Quante illusioni! Quante torture per nulla! Nel giro di pochi giorni fui sottoposta a ovariectomia bilaterale nel terrore che già potesse esserci stata una degenerazione. Ho affrontato l’intervento come chi sa di essere spacciato e giurando a me stessa che se tutto fosse andato bene, avrei affrontato la vita e il mio stato con grinta e coraggio. Quel coraggio che mi era venuto meno il giorno in cui mi furono comunicati i risultati della mappa cromosomica e io per un momento avevo accarezzato l’idea di farla finita. L’utero non mi fu asportato e nel tessuto ovarico, fortunatamente, non c’era stata nessuna degenerazione.
Sono rinata a 26 anni. Ho dovuto affrontare un periodo in cui non sapevo più realmente chi fossi. Mi chiedevo come potessi avere un cariotipo maschile, io che mi ero sempre sentita una perfetta donna! Io un uomo?! Pura follia! Ho affrontato tutto da sola. Ho risalito la china dell’equilibrio. La mia famiglia, un po’ per ignoranza, un po’ per mia reticenza, non ha mai saputo – o forse non ha mai voluto capire – quale fosse di fondo la causa del mio dramma.
Ho preso il coraggio a due mai, mi sono rialzata e ho ripreso a vivere, ad apprezzare il sole che spunta al mattino, a capire e ad aiutare attorno a me chi soffre perché non sia solo ad affrontare il suo dramma.
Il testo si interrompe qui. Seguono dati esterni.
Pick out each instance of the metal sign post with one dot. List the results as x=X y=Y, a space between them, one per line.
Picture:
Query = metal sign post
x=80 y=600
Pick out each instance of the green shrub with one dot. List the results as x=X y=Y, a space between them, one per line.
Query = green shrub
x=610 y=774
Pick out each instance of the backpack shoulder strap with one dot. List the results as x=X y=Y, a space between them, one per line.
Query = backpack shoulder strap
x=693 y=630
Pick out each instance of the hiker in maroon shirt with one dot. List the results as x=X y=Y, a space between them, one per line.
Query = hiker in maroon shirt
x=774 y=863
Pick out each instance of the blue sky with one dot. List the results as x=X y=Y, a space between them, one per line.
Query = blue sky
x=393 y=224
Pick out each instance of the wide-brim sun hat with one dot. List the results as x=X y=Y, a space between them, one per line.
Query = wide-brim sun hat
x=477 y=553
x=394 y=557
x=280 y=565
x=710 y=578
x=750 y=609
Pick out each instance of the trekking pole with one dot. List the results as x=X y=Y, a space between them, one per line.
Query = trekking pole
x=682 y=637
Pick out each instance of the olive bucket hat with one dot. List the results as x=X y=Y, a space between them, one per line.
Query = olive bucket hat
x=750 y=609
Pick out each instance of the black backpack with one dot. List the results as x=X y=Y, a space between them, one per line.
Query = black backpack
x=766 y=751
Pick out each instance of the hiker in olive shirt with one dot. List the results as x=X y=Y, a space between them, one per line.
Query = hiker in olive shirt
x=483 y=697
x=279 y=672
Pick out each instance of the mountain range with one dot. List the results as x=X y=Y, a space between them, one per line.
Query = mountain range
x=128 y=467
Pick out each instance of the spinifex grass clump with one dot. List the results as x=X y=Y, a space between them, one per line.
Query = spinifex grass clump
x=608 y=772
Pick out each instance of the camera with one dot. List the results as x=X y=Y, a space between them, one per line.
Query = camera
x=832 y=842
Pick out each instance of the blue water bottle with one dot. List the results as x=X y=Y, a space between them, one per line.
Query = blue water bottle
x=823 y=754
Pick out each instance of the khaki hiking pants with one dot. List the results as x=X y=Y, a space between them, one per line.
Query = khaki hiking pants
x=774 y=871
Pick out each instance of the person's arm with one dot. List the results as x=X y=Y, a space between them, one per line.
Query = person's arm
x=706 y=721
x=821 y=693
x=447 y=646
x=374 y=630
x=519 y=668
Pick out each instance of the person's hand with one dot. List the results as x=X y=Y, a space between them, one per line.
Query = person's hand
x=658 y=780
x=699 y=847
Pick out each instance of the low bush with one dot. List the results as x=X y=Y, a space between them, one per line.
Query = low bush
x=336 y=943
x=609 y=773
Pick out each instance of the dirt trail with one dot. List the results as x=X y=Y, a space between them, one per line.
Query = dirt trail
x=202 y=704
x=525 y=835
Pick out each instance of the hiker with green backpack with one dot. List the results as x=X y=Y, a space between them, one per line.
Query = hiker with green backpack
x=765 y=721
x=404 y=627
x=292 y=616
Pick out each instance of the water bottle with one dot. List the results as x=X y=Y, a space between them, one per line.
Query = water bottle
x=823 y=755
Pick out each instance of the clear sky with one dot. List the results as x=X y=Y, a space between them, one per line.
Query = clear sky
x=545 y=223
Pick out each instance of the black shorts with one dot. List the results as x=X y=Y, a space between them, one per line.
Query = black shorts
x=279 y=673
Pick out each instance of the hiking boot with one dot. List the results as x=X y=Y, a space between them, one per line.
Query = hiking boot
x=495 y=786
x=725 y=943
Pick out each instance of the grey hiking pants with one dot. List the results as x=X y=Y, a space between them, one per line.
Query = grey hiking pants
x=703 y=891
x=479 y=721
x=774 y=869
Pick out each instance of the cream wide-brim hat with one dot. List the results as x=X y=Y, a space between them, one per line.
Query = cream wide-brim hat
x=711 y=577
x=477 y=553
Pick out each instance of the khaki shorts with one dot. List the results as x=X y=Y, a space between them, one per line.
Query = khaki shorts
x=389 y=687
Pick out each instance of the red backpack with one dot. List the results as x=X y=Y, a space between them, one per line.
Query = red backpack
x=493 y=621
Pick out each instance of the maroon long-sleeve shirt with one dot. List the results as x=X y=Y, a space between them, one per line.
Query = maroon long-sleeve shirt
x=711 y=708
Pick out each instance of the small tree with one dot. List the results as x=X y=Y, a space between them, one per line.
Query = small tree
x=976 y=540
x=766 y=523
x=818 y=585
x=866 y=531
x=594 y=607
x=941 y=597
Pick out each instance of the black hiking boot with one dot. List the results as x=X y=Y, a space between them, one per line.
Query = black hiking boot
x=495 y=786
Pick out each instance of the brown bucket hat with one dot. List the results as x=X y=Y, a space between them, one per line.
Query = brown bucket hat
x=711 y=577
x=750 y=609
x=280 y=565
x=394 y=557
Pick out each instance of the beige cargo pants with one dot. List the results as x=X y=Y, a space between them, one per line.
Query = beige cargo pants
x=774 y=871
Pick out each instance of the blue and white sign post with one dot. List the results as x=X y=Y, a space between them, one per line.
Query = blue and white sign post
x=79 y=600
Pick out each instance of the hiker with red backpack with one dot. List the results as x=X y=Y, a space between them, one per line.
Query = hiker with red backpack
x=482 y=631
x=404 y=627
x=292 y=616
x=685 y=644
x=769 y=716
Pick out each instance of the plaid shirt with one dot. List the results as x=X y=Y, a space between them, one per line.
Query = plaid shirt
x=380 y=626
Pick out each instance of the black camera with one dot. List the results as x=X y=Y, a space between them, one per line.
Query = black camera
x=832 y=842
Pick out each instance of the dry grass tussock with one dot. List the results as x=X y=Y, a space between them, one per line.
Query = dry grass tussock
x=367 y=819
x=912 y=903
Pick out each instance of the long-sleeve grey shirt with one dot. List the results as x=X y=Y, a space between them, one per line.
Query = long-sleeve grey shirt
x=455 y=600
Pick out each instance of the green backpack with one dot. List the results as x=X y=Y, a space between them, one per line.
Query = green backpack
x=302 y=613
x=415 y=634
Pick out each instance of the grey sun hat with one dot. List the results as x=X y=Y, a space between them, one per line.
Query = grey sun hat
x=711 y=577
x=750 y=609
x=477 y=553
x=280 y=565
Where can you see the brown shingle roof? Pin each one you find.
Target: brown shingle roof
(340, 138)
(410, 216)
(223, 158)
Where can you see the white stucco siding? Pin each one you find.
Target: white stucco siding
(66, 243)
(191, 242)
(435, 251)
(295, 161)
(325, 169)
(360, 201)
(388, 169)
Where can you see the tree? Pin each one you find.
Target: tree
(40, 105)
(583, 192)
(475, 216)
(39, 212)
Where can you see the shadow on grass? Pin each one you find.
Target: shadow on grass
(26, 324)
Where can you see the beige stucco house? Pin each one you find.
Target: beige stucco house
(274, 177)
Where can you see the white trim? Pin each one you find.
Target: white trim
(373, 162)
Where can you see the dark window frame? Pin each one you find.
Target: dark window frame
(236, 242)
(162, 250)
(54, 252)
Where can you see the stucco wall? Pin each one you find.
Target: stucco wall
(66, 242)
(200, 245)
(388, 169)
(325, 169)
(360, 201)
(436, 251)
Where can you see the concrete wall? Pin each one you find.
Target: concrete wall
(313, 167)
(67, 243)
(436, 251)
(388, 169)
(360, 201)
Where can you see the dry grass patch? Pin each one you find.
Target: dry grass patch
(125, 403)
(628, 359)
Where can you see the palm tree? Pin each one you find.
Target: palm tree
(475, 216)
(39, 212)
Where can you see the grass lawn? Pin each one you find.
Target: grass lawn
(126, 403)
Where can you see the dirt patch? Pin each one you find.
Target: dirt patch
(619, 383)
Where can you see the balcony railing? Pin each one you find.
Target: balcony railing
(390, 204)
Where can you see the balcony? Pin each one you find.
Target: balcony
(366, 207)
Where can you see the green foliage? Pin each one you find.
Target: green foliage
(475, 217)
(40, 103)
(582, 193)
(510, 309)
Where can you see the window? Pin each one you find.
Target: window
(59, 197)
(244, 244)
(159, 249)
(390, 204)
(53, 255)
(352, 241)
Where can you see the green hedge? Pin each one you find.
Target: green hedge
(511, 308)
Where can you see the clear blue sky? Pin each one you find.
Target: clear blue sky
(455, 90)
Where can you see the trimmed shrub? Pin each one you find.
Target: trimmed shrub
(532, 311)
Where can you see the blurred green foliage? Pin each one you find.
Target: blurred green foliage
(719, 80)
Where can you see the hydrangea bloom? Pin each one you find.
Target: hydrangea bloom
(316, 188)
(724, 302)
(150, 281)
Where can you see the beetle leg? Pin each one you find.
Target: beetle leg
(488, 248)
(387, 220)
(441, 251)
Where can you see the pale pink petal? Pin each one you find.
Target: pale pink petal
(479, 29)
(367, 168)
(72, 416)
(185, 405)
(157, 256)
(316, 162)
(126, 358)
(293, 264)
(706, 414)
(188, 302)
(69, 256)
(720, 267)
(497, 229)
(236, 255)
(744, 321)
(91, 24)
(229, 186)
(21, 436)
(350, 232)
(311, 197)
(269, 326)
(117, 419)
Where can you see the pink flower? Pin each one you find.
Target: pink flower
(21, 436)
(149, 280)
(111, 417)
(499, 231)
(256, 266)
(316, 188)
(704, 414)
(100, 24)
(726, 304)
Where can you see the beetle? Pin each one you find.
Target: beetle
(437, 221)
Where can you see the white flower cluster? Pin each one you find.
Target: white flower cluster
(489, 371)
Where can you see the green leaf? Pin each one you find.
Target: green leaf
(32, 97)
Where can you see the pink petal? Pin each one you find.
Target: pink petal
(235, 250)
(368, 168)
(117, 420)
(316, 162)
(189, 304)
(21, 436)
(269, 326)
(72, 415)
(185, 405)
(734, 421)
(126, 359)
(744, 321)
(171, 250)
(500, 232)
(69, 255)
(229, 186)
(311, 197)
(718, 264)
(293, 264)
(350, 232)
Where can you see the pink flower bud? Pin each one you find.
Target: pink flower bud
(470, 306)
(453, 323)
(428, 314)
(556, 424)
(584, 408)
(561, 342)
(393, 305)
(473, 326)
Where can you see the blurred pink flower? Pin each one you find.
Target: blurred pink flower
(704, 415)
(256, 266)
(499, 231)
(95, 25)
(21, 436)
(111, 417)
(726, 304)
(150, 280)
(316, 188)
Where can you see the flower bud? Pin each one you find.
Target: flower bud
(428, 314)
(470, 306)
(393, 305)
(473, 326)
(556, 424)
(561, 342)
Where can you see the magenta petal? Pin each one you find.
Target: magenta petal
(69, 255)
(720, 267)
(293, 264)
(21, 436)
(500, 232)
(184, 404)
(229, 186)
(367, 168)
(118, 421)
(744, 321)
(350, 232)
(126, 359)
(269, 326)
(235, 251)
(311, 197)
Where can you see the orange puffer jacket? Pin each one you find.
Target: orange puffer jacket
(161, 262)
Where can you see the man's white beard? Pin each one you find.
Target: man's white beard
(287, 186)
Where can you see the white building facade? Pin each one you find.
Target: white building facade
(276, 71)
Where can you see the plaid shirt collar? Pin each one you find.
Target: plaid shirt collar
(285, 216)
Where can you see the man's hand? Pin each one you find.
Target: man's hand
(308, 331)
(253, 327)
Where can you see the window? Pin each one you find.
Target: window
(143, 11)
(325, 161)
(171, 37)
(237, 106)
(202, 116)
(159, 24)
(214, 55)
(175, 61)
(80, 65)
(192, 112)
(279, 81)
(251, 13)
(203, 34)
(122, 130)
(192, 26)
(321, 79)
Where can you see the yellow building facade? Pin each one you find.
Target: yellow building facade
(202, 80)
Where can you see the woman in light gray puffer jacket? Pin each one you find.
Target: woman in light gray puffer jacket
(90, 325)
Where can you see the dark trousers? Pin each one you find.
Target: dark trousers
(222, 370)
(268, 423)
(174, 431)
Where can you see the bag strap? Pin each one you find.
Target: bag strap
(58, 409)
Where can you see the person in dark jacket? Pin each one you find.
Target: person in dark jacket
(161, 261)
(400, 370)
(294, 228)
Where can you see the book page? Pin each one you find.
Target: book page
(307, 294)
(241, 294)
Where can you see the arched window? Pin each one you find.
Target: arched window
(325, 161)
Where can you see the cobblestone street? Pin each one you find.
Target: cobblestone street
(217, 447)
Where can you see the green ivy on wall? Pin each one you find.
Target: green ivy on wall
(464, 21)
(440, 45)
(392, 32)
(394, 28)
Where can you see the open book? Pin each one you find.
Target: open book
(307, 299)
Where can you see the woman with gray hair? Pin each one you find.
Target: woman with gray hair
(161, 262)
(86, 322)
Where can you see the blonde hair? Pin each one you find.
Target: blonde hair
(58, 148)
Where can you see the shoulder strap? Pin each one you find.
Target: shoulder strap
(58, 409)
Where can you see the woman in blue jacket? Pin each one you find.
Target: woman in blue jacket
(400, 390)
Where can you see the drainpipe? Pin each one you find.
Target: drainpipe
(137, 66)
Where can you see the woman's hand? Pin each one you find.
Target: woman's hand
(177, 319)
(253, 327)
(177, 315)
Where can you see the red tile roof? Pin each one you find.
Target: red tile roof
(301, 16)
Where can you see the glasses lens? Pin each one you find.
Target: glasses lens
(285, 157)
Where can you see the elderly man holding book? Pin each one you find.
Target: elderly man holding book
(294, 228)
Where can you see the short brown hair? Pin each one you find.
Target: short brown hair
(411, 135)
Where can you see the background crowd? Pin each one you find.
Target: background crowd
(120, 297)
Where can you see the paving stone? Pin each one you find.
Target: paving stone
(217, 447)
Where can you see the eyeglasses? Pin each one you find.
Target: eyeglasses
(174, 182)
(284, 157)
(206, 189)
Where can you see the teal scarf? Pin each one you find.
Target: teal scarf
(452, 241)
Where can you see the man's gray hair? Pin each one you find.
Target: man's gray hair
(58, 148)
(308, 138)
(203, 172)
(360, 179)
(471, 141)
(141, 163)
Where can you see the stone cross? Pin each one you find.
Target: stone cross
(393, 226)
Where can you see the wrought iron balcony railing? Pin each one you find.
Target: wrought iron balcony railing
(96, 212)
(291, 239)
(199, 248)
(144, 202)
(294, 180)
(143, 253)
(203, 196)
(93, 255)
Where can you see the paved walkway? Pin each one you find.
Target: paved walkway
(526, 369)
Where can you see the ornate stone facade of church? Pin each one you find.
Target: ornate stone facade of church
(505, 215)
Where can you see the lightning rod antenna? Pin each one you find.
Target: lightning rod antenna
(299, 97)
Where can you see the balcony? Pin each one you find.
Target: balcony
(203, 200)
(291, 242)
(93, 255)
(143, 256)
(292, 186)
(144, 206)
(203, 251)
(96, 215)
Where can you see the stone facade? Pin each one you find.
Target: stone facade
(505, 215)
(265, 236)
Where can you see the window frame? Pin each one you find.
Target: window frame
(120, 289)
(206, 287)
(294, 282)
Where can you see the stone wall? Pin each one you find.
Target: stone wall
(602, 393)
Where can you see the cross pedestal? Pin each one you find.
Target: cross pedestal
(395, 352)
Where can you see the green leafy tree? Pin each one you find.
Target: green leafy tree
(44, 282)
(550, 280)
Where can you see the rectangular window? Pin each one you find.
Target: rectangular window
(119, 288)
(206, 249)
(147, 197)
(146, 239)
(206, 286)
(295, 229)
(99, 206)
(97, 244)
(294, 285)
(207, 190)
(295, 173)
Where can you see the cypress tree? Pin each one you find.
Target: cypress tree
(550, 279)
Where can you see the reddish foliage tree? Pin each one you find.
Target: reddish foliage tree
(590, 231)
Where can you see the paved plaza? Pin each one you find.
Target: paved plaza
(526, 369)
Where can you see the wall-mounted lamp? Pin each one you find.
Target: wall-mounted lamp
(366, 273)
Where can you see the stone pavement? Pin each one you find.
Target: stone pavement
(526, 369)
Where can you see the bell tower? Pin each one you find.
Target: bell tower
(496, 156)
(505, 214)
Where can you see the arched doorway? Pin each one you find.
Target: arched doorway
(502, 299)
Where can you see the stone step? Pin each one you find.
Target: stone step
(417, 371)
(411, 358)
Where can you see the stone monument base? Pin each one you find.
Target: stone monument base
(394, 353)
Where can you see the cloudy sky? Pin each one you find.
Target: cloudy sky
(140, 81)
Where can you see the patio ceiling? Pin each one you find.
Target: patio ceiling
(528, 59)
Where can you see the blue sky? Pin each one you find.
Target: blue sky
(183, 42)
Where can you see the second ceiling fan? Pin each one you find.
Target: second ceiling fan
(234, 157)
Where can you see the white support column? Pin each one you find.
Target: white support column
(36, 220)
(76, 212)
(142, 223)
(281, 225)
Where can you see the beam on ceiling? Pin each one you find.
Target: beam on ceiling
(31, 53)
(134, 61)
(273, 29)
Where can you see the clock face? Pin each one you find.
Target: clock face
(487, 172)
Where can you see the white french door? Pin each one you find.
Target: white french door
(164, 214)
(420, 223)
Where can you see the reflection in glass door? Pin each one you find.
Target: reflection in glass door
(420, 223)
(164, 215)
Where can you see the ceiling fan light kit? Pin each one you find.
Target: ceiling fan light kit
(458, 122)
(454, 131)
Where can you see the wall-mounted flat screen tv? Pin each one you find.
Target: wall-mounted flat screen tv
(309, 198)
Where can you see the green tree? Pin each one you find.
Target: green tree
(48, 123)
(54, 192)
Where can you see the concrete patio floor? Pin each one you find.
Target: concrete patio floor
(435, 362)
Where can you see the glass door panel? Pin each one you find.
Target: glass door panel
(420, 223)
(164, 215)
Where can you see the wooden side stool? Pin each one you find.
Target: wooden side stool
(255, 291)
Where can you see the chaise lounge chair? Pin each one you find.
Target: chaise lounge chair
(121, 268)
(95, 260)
Dopo tre mesi dall’intervento io e mio marito abbiamo avviato le pratiche per l’adozione e dopo sei mesi Dio ci ha donato un figlio di appena quindici giorni che ho partorito col cuore. Oggi i miei unici problemi sono determinati da una seria osteoporosi poiché all’epoca non mi fu mai detto di seguire una terapia sostitutiva, cosa che ho fatto di recente quando ormai, però, il danno è fatto ed è irrimediabile.
Sono una donna serena, mi sono laureata a 40 anni, ho un’entusiasmante professione e un’ottima posizione sociale, sono una moglie amata e una madre felice. Ma quanto mi è costato! Spesso mi fermo a riflettere: nella mia vita non ho fatto altro, lottando con i denti, che prendermi ciò che la natura aveva tentato di negarmi. E ci sono riuscita. Sono nata donna e da donna voglio vivere i miei giorni. La natura con me non ha vinto, l’ho beffata io.
N.B. Diversi elementi di questa storia fanno pensare che la diagnosi di AIS non è corretta: molto probabilmente Giulia non ha una forma di AIS, ma un’altra Differenza dello Sviluppo del Sesso.